Book Review: Onward – by Elena Aguilar

This jewel of a book is one you’ll want to read very slowly so that you can stretch out the experience. It has taken me months to read it, and even now I’m sad it’s over. Elena knew it would likely have this effect, because she’s organized each chapter around a month of the year, beginning with June.

The book is about cultivating resilience in educators. Each chapter examines aspects of resilience such as emotional intelligence, storytelling, taking care of yourself, compassion, and dealing with change. Along the way she takes deeper dives into specific emotions such as optimism, empathy, and perfectionism. Each page gave me so much to think about and reflect upon that I felt the need to slow down to digest, but also share with others.

For instance, she begins the short section on perfectionism saying, “At the heart of perfectionism is the belief that, in order to be loved and accepted, we must strive to act and be the best all the time” (p. 166). This isn’t possible, of course, and so along with perfectionism comes frustration and even anger when things don’t work out perfectly. Understanding this helps me understand some people I know who at first glance appear to be angry much of the time, but underneath it all may be frustrated perfectionists. Education is certainly a difficult field if you’re constantly striving for perfection.

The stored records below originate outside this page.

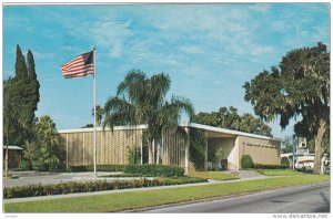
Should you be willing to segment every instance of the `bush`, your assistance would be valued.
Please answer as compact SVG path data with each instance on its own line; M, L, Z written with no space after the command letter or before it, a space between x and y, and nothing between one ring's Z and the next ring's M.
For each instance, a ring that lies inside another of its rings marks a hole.
M282 157L282 159L281 159L281 165L285 165L285 166L287 166L289 167L289 159L286 158L286 157Z
M241 158L241 166L243 169L252 168L253 167L253 160L250 155L243 155Z
M254 169L286 169L289 165L281 164L281 165L272 165L272 164L254 164Z
M171 178L157 178L157 179L133 179L133 180L98 180L85 182L65 182L56 185L28 185L17 187L6 187L3 189L3 197L9 198L23 198L23 197L37 197L61 194L75 194L75 192L89 192L89 191L102 191L114 190L124 188L141 188L152 186L169 186L180 184L195 184L206 182L206 179L192 178L192 177L171 177Z
M141 176L184 176L184 169L176 166L163 165L128 165L124 169L125 174L139 174Z
M222 159L221 160L221 170L226 170L228 169L228 159Z
M124 171L127 165L97 165L98 171ZM71 166L69 171L93 171L93 165Z

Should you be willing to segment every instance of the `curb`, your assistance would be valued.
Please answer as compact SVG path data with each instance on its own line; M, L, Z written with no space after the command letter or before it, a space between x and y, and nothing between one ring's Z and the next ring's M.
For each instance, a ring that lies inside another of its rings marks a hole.
M144 208L128 209L128 210L114 211L114 212L142 212L142 213L144 213L144 211L162 209L162 208L178 207L178 206L199 204L199 202L208 202L208 201L222 200L222 199L229 199L229 198L238 198L238 197L255 195L255 194L260 194L260 192L281 191L284 189L302 188L302 187L306 187L306 186L321 186L321 185L330 185L330 181L305 184L305 185L301 185L301 186L289 186L289 187L275 188L275 189L264 189L264 190L259 190L259 191L248 191L248 192L235 194L235 195L230 195L230 196L218 196L218 197L212 197L212 198L203 198L203 199L181 201L181 202L175 202L175 204L165 204L165 205L161 205L161 206L151 206L151 207L144 207Z

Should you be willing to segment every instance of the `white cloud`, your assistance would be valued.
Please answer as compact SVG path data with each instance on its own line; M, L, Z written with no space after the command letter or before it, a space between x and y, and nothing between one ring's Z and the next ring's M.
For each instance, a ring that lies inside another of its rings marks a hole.
M123 41L133 35L130 24L130 21L97 21L90 29L95 43L103 48L109 48L109 54L112 58L119 58L122 54Z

Her chapter on change made a big impression on me as well. Appropriately, she fit this into the April chapter, which in education is the month of testing and finding out the big changes for next year – the principal’s not coming back, or you’re asked to teach a new grade level. Change is incredibly stressful. The secret to leading change, Elena says, is to understand that most people are fearful of change, and as leaders we must acknowledge this and lend encouragement. There’s no fast way through this. “Leading change most often includes learning; in order for people to do something different, whatever it is that you want them to do, you need to address skill, knowledge, capacity, will, cultural competency, and emotional intelligence” (p. 280). She suggests setting up opportunities for teachers to reflect on their purpose and their ongoing growth. And above all, to listen.

As teachers, we all feel a complete range of emotions throughout the year. If you have lately been feeling less bounce in your step, less resilience in the face of challenge, I urge you to pick up this book. Each time I set it down after reading, I felt better, more encouraged, and filled with food for thought. Treat yourself to this book – you deserve it.